Assim, o Vaticano não considera o sucedido como uma "interferência" nos assuntos do Estado italiano — que é laico e não confessional. "Por essa razão, optou-se pelo instrumento da nota verbal, que é o meio próprio de diálogo nas relações internacionais, especificou o cardeal.
"Limitamo-nos a recordar o texto das principais disposições do acordo com o Estado italiano, que poderiam ser afetadas. Fizemo-lo numa relação de colaboração leal e ousaria dizer de amizade que caracterizou e caracteriza as nossas relações.

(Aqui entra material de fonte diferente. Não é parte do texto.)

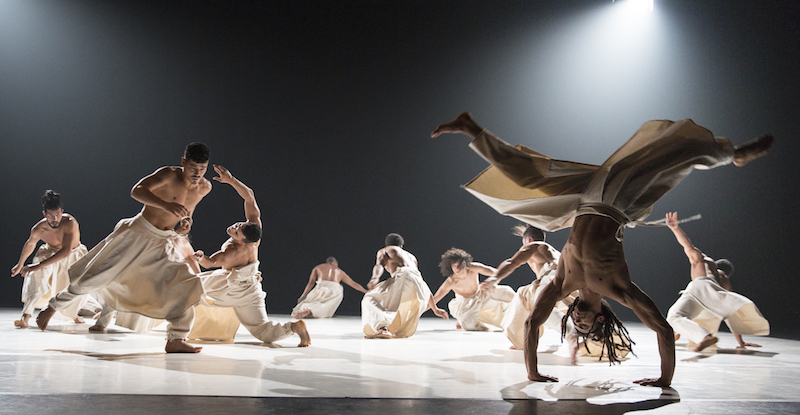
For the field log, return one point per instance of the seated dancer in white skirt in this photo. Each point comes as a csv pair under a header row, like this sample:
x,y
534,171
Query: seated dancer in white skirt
x,y
597,202
392,308
47,274
472,308
324,292
709,299
137,267
237,283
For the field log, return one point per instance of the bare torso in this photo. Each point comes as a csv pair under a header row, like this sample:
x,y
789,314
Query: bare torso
x,y
328,272
176,189
546,254
394,257
54,237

Também saliento que até agora o tema da Concordata não havia sido considerado de modo explícito no debate sobre a lei", referiu. "A nota verbal quis chamar a atenção para este ponto, que não pode ser esquecido. Como também foi apontado por alguns, a questão da liberdade de opinião não diz respeito apenas aos católicos, mas a todas as pessoas, tocando no que o Concílio Vaticano II define como o 'santuário' da consciência", rematou.
Além do Vaticano, também a Conferência Episcopal Italiana se manifestou sobre este projeto-lei, sugerindo algumas mudanças — o que também é pedido no final da nota verbal.